Some Etruscologists have noted that these walls, and also some cave-temples, have a very similar style to monuments found in Greece, but simply declare that they cannot have a common origin because this would make the monuments too old! But critical research has nothing to do with what one is not able to believe, and many of the so-called Etruscan sites may have had a Pelasgian origin. Based on ancient authors and ruins, Dennis maintains this to be the case with Cerveteri or Caere, for example:

Remote as are the days of the Etruscans, this city boasts a far prior antiquity. It was originally called Agylla, and is classed by Dionysius among the primitive towns of Central Italy, which were either built by the united Pelasgi and Aborigines, or taken by them from the Siculi, the earliest possessors of the land, ages before the foundation of the Etruscan state (Dion. Hal. I. p.16; cf. III. p. 193). That it was at least Pelasgic and of very remote antiquity there can be no doubt; though we may not be willing to admit that that occupation of Italy can be referred with certainty to the third generation before the Trojan war. — 1:230

Further indications of a Pelasgian origin of some of the monuments at Cerveteri is found in the fact that a Pelasgian or archaic Greek alphabet has been found in the Grotta Regulini-Galassi.

Modern Etruscologists are inclined to reason that the ancient city and necropolis at Castel D'Asso are no older than the 3rd century BC and were made by the Etruscans. The style of these facade rock-cut tomb-temples leaves a different impression, and we are inclined to agree with Dennis that

The general style of these monuments — their simplicity and massive grandeur, and strong Egyptian features — testify to their high antiquity; and this is confirmed by the remarkable plainness of the sarcophagi, and by the archaic character of the rest of their furniture, as far as it is possible to judge of it. — 1:183-4

The strong Egyptian features are especially clear in the rock-cut reliefs of so-called false-doors which have the form of the Egyptian tau. The outer mouldings carved from the rock give these monuments the appearance of rock-cut temples which differs from most other so-called Etruscan sites, except Norchia and Sovana, nor does the interior look like that of other Etruscan sites because some have large "halls" with rows of sarcophagi — sometimes scattered all over — and lack features such as carved beams and rafters on the ceilings and rock-cut benches.

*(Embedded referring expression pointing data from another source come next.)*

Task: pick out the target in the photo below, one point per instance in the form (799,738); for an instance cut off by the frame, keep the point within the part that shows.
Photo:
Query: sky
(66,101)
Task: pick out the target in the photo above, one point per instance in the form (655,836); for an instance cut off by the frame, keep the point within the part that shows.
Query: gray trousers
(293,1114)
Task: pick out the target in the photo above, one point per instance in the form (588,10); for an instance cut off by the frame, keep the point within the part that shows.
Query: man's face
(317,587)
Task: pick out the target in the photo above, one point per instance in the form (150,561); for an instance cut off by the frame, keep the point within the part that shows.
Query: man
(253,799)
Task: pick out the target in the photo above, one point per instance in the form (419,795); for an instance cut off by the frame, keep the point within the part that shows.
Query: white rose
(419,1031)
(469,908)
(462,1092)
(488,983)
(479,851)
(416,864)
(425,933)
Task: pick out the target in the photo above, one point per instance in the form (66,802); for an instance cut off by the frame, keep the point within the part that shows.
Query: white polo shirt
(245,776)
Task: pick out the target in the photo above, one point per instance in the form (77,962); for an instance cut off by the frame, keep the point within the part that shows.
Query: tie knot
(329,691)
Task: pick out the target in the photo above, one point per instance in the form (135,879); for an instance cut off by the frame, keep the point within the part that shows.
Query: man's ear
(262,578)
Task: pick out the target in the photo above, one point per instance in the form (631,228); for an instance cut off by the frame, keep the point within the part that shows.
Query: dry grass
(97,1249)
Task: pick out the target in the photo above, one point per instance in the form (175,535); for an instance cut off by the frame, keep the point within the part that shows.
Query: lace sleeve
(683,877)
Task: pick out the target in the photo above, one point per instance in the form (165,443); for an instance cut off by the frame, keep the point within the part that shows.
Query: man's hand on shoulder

The famous site of Cerveteri, which can be visited today, certainly leaves the impression that more than one civilization built on this site. Many different styles can be clearly discerned. Etruscologists hold that this is caused by a development of the Etruscan style of building tombs, but it could just as well be that other civilizations had built here. Oriental, Greek, and Egyptian influences appear both in the building styles and contents, and the walls made of polygonal blocks at Amelia, Saturnia, and Cosa may hint at the Pelasgians.

Apparently many civilizations have existed in ancient Etruria, at different periods a melting pot of various cultures and ethnic groups, which makes it extremely difficult to disentangle the history of the ancient Italian civilizations. We should be careful not to oversimplify this history and call everything Etruscan indiscriminately. One line should at least be drawn: the cyclopean walls or polygonal masonry, found in many countries worldwide, seem to belong to specific civilizations which may have had a common origin in a much earlier world-civilization. It is far too early to draw fixed conclusions based on the scanty information that we now have or to write a conclusive history of the people who built the monuments in Etruria. Yet today books often present theories as truths and fail to mention the evidence on which they are based. Much more "free and fearless investigation" needs to be done by modern researchers not limited by textbook theories and with the courage to think for themselves in unraveling the ancient roots of European civilization.